Na piotrkowian czekały pokazy walki bronią białą, nauka obsługi broni palnej, manewry wojsk oraz musztra przygotowane przez Grupę Parva Armis. Piotrkowskie Muzeum zaprezentowało warsztaty Królowej Bony, a płatnerz, Robert Stefanowski opowiedział jak przed wiekami wykuwało się stal. Nie zabrakło degustacji kuchni historycznej. Najmłodsi mogli wziąć udział w warsztatach rzemiosł dawnych lub wybrać się na konno przejażdżkę umożliwioną przez Stowarzyszenie Rekonstruktorów Historycznych Zadruga Wierczan. - Najbardziej podobały mi się warsztaty tkackie. Nauczyłam się jak robić koszyczki i różne ozdoby - opowiadała jedna z dziewczynek.

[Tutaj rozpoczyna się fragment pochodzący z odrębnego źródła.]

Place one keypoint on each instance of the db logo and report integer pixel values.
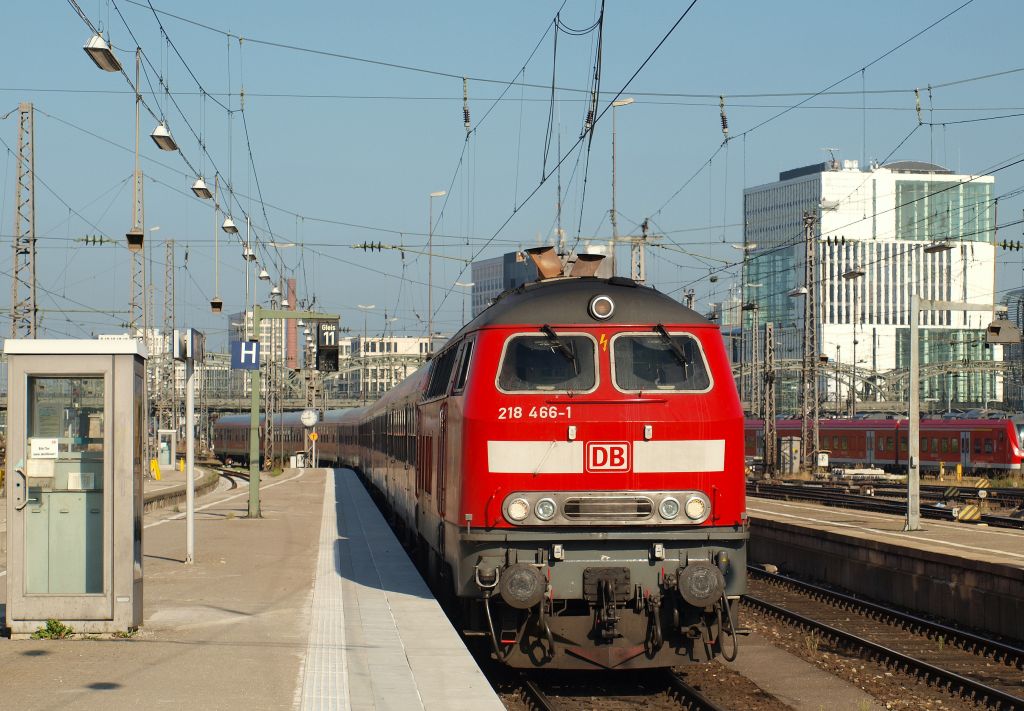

- Na stanowisku średniowiecznego garncarza razem z dziećmi uczymy się robić naczynia gliniane metodą wałeczkową. To metoda znana już od neolitu, a wykorzystywana aż do XX wieku. Nie stosuje się przy niej koła garncarskiego, a polega na zręczności własnych palców - tłumaczył jeden z wystawców. Przy jego stoisku nie zabrakło dzieci.
Ukoronowaniem imprezy był koncert Contra belluM, zespołu dawnej muzyki sarmackiej pod kierunkiem Michała Wyciślika.
"Sąd Czartowski" to nawiązanie do legendy o kobiecie, która przegrawszy sądowy spór z sąsiadem, wezwała na pomoc nieczyste siły. O północy pojawiła się czarna kareta z tajemniczą świtą. Przybysze jeszcze raz przejrzeli akta spornej sprawy i przyznali rację kobiecie, zamiast pieczęci pozostawiając ślad czarciej łapy.